On Sun, Oct 12, 2008 at 06:56:54AM -0500, Hugo Vanwoerkom wrote:
Ron Johnson wrote:
On 10/11/08 18:24, Abel McClendon wrote:
On Sat, 11 Oct 2008 19:09:23 -0400
Daryl Styrk <darylstyrk@gmail.com> wrote:
Oct 11 14:08:45 debian kernel: [44140.916755] Inbound IN=wlan0 OUT=
MAC=ff:ff:ff:ff:ff:ff:00:17:f2:eb:42:2e:08:00 SRC=10.0.1.5
DST=10.0.1.255 LEN=113 TOS=0x00 PREC=0x00 TTL=64 ID=62369 PROTO=UDP
SPT=631 DPT=631 LEN=93
<snip>
But what is the way to avoid those messages entirely?

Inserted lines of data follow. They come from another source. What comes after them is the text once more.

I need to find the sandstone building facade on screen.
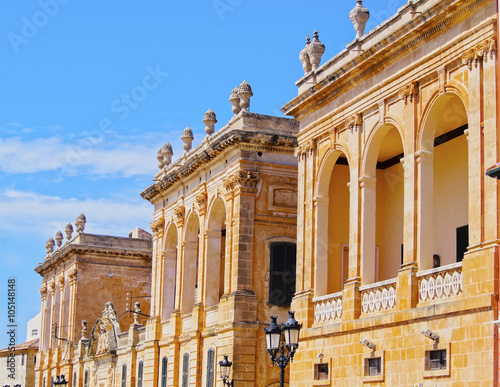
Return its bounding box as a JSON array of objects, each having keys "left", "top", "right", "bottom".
[
  {"left": 34, "top": 218, "right": 152, "bottom": 387},
  {"left": 282, "top": 0, "right": 500, "bottom": 386}
]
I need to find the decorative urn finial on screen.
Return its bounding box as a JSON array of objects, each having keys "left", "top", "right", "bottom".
[
  {"left": 55, "top": 231, "right": 64, "bottom": 248},
  {"left": 75, "top": 213, "right": 87, "bottom": 233},
  {"left": 307, "top": 30, "right": 325, "bottom": 70},
  {"left": 203, "top": 109, "right": 217, "bottom": 136},
  {"left": 229, "top": 86, "right": 241, "bottom": 114},
  {"left": 156, "top": 142, "right": 174, "bottom": 169},
  {"left": 349, "top": 0, "right": 370, "bottom": 39},
  {"left": 238, "top": 80, "right": 253, "bottom": 110},
  {"left": 299, "top": 35, "right": 311, "bottom": 74},
  {"left": 64, "top": 223, "right": 73, "bottom": 242},
  {"left": 45, "top": 237, "right": 56, "bottom": 255},
  {"left": 181, "top": 126, "right": 194, "bottom": 152}
]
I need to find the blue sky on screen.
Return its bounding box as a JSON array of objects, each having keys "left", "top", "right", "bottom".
[{"left": 0, "top": 0, "right": 405, "bottom": 348}]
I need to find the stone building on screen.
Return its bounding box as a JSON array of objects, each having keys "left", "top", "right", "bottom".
[
  {"left": 139, "top": 82, "right": 298, "bottom": 387},
  {"left": 0, "top": 339, "right": 39, "bottom": 387},
  {"left": 35, "top": 218, "right": 152, "bottom": 387},
  {"left": 282, "top": 0, "right": 500, "bottom": 386}
]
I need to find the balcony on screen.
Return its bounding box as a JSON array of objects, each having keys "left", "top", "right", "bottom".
[
  {"left": 417, "top": 262, "right": 463, "bottom": 303},
  {"left": 313, "top": 292, "right": 342, "bottom": 323},
  {"left": 359, "top": 278, "right": 396, "bottom": 315}
]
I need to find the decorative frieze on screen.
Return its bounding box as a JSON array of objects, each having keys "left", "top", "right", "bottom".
[
  {"left": 462, "top": 37, "right": 497, "bottom": 70},
  {"left": 174, "top": 204, "right": 186, "bottom": 227},
  {"left": 313, "top": 292, "right": 342, "bottom": 323},
  {"left": 224, "top": 170, "right": 260, "bottom": 197},
  {"left": 149, "top": 216, "right": 165, "bottom": 234},
  {"left": 399, "top": 81, "right": 418, "bottom": 105}
]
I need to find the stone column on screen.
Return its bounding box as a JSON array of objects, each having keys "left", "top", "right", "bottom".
[
  {"left": 415, "top": 150, "right": 434, "bottom": 270},
  {"left": 359, "top": 176, "right": 377, "bottom": 285}
]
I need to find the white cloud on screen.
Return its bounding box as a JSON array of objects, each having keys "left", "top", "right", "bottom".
[
  {"left": 0, "top": 135, "right": 161, "bottom": 177},
  {"left": 0, "top": 189, "right": 153, "bottom": 238}
]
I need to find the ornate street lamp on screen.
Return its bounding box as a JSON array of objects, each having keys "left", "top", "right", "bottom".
[
  {"left": 54, "top": 375, "right": 68, "bottom": 386},
  {"left": 219, "top": 355, "right": 234, "bottom": 387},
  {"left": 264, "top": 312, "right": 302, "bottom": 387}
]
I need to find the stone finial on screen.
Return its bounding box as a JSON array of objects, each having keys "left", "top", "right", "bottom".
[
  {"left": 81, "top": 320, "right": 87, "bottom": 340},
  {"left": 349, "top": 0, "right": 370, "bottom": 39},
  {"left": 181, "top": 126, "right": 194, "bottom": 152},
  {"left": 45, "top": 237, "right": 56, "bottom": 255},
  {"left": 229, "top": 86, "right": 241, "bottom": 114},
  {"left": 64, "top": 223, "right": 73, "bottom": 241},
  {"left": 299, "top": 35, "right": 311, "bottom": 74},
  {"left": 238, "top": 81, "right": 253, "bottom": 110},
  {"left": 134, "top": 302, "right": 142, "bottom": 325},
  {"left": 203, "top": 109, "right": 217, "bottom": 136},
  {"left": 55, "top": 231, "right": 64, "bottom": 248},
  {"left": 75, "top": 213, "right": 87, "bottom": 233},
  {"left": 156, "top": 142, "right": 174, "bottom": 169},
  {"left": 307, "top": 30, "right": 325, "bottom": 70}
]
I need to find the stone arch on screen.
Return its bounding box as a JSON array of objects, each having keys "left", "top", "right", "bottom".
[
  {"left": 360, "top": 123, "right": 404, "bottom": 284},
  {"left": 161, "top": 222, "right": 178, "bottom": 320},
  {"left": 181, "top": 211, "right": 200, "bottom": 314},
  {"left": 204, "top": 197, "right": 226, "bottom": 307},
  {"left": 315, "top": 146, "right": 354, "bottom": 296},
  {"left": 417, "top": 89, "right": 469, "bottom": 270}
]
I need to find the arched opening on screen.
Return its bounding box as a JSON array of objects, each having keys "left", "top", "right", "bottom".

At one time (and still) I installed ulog to keep those messages in one
place but now they clutter up syslog and kernel.log
I would think that you would want packets that don't match traffic
expected by the firewall (even if allowed to pass) to be logged. Set up
your firewall rules (I use shorewall) to allow those packets and not
log them. Right now, they probablly hit a default rule like "all all
other traffic from the local network but log it to syslog".